Funding from the European Outdoor Conservation Association (EOCA) together with the valuable partnership and support of Carabinieri Forestali (former Corpo Forestale dello Stato – State Forest Service) and of Protected Areas’ authorities, volunteers and local communities will boost actions for the conservation of griffon vultures and thus positively impact also all wildlife sharing its habitat.
Through the “Improving the Circle of Life in the Central Apennines” grant we will increase the number of GPS-tagged griffon vultures from 25 in 2021 to 45 in 2022-2023 and will also carry out more patrolling activities done by the Vulture Field Officer, volunteers and Carabinieri Forestali from 95 in 2021 to 150 in 2022-2023 scaling up the detection of poisoned animals, clearing contaminated carcasses and making the area safe for all wildlife.

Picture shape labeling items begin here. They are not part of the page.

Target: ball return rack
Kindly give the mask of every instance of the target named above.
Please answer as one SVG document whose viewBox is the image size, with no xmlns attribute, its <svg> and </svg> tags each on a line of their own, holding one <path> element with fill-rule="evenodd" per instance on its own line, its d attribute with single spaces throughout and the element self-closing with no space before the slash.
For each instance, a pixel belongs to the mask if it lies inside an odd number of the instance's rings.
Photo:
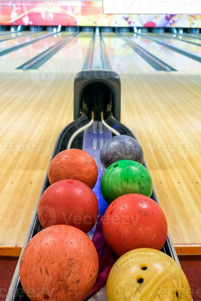
<svg viewBox="0 0 201 301">
<path fill-rule="evenodd" d="M 131 131 L 120 122 L 120 92 L 119 76 L 112 70 L 87 69 L 78 73 L 74 84 L 74 120 L 59 135 L 51 158 L 51 160 L 60 152 L 68 148 L 83 149 L 92 156 L 98 170 L 98 180 L 93 190 L 98 199 L 100 215 L 104 213 L 108 205 L 100 190 L 100 180 L 104 172 L 100 159 L 102 146 L 115 135 L 126 135 L 136 139 Z M 147 168 L 145 161 L 143 165 Z M 37 205 L 42 194 L 49 185 L 47 171 L 6 301 L 29 300 L 20 283 L 19 263 L 26 244 L 42 230 L 37 214 Z M 154 188 L 151 197 L 159 204 Z M 91 238 L 93 231 L 94 227 L 88 234 Z M 169 233 L 161 251 L 179 264 Z M 95 295 L 96 299 L 92 296 L 89 299 L 105 301 L 105 286 Z"/>
</svg>

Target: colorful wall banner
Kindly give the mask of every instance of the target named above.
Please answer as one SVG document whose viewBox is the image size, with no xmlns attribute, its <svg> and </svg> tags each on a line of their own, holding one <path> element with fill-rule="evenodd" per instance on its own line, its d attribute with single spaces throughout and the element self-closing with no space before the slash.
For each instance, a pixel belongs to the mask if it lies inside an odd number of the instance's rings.
<svg viewBox="0 0 201 301">
<path fill-rule="evenodd" d="M 102 1 L 0 1 L 0 25 L 201 28 L 201 15 L 106 14 Z"/>
</svg>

Monitoring via GPS, camera traps and direct observations will guide our actions and contribute to creating a healthier environment, monitoring and reducing poison events and enabling both obligate and opportunistic scavengers to consume carcasses safely.
There are more threats in addition to poison. Rewilding Apennines will also engage in surveys of wind turbines and power lines to detect dead birds and estimate collision risks and plan mitigation interventions.
“This is a complex initiative which reunites a variety of local stakeholders. From police, park and veterinary authorities to NGOs, farmers, tourists and tourism entrepreneurs, we are all involved in the conservation of the griffon vulture and we want to emphasise the benefits that everybody receives from this species and identify and reduce threats posed on these birds.” Says Vulture Field Officer Nicolò Borgianni.
We plan to lead griffon-related tours and events in the area to raise further awareness about the ecological relevance of the griffon vulture for the precious ecosystem services they provide the local communities.